Fast Food May Increase The Risk Of Infertility


  • Australian researchers found that regular consumption of fast food may increase the risk of infertility in women of childbearing age.
  • The research suggested that fatty acids in a woman’s bloodstream may have an effect on the quality of her eggs.
  • Raj Mathur, secretary of the British Fertility Society, found the research useful “for clinicians and women who are looking to start trying to conceive.”

Published on May 3 in the journal Human Reproduction, the study involved around 5,600 women from Australia, New Zealand, Ireland, and the U.K. All participants were in the early stages of their first pregnancy, with ages ranging from 18 to 43.

“It is in keeping with other pieces of research, which show that your overall dietary pattern may influence fertility. The message from these studies seems to be that processed foods are bad, and fresh fruit and vegetables are good, for fertility,” Dr. Raj Mathur, who was not involved in the study, told Live Science.

The study also found that consuming less to no fruits could increase infertility risk to 50 percent. Several portions of fruit daily seemed to decrease the amount of time it took to get pregnant.

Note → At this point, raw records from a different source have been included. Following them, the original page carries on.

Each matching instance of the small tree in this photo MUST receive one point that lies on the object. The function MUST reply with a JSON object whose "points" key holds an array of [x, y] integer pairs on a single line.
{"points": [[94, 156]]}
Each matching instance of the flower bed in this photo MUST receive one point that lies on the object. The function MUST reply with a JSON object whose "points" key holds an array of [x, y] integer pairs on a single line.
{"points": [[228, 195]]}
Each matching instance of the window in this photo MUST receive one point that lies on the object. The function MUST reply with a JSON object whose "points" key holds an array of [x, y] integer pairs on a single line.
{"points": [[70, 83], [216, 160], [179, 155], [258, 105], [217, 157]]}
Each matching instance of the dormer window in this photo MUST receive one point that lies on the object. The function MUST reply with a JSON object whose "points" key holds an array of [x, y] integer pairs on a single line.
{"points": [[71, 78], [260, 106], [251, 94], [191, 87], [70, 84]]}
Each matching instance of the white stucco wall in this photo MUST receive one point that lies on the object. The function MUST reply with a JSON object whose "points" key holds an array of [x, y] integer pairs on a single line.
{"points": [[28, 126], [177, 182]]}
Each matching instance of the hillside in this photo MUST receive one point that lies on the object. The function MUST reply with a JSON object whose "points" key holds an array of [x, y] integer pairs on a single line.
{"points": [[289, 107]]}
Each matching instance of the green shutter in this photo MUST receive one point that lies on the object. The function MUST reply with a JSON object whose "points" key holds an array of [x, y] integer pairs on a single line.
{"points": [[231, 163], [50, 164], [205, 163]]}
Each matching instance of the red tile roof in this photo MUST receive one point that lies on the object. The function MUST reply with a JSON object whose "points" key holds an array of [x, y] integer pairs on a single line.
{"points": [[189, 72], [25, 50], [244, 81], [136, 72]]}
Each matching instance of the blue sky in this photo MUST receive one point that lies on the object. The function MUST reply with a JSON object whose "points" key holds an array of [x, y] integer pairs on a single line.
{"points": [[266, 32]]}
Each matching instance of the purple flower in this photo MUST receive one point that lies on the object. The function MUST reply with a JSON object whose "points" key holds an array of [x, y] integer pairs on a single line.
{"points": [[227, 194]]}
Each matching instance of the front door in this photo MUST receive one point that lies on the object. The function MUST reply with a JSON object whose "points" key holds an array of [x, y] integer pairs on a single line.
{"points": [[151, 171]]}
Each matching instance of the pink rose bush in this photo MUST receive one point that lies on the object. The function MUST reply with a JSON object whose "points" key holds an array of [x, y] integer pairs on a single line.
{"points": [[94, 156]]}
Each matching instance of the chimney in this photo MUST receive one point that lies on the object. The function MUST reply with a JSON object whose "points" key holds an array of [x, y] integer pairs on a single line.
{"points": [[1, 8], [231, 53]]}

“The major finding is that the risk of infertility — that is, taking longer than 12 months to conceive — went from 8 percent for all the women in the cohort to 12 percent … in women with the lowest fruit intake,” said lead study author Claire Roberts.

“There was also an increase from 8 to 16 percent in the risk of infertility in women who ate four or more servings of fast food each week,” Roberts, a senior research fellow at Robinson Research Institute at the University of Adelaide in Australia, said.

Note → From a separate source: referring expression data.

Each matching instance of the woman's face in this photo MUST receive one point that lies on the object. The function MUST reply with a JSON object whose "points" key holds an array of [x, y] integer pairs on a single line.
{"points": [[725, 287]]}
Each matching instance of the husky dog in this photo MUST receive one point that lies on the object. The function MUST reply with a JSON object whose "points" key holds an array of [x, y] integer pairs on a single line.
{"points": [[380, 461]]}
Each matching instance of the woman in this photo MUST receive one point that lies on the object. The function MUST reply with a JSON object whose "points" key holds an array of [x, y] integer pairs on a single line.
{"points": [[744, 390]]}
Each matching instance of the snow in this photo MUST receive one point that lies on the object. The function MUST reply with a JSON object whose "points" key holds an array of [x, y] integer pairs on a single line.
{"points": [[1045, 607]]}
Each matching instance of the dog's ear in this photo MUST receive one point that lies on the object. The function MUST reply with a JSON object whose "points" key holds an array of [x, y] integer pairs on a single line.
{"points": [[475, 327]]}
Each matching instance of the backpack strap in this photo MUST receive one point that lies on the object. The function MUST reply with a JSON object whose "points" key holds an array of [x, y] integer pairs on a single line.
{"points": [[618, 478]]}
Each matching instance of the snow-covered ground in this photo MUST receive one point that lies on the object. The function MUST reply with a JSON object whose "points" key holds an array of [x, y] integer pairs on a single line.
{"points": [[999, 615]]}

Food Consumption was also linked to the amount of time it took women to conceive. Women who had three or more servings of fruit each day were able to conceive half a month sooner than women who ate less fruit in a month.

Additionally, women who ate fast food, including burgers, pizza, and chips four or more times a week conceived, on average, a month later than women who never consume fast food.

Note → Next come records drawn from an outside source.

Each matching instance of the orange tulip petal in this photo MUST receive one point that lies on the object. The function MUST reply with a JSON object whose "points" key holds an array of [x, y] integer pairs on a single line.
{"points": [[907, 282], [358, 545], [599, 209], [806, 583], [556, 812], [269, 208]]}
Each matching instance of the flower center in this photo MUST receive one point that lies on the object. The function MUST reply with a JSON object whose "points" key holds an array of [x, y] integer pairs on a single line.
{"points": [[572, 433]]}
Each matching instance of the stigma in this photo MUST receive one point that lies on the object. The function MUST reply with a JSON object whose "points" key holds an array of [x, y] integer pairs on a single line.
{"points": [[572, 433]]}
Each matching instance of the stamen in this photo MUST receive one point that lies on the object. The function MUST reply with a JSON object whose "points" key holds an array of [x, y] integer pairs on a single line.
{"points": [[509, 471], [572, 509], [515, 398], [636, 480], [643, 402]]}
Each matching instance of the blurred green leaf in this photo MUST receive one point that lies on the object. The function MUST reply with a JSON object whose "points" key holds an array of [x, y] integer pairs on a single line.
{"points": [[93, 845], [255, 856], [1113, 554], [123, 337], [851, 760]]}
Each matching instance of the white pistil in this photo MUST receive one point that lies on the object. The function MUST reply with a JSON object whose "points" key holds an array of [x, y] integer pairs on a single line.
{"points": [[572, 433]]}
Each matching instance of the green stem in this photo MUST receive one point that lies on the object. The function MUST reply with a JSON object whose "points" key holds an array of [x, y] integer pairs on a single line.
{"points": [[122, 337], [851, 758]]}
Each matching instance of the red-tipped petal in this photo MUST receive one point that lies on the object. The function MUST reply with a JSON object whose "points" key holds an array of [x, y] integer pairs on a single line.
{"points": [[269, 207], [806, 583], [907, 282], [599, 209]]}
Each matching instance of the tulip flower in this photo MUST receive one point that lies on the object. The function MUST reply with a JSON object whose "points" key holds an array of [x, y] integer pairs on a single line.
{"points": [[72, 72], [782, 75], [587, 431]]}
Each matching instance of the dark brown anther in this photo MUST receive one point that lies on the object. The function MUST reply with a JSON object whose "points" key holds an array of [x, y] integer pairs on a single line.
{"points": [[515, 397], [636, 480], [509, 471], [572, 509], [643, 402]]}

Roberts stressed that the research was adjusted for factors such as age, body mass index, maternal smoking, and alcohol consumption, to ensure the data represented only the effects of diet on infertility and amount of time needed to conceive.

“The things that you eat could get into your eggs, and that can affect whether your eggs could be fertilized or not,” Roberts told Live Science. “Fast-food diets are also high in fat, sugar and salt, which can alter metabolism.”

Additional research is needed to prove that certain group of foods have a direct effect on infertility risk.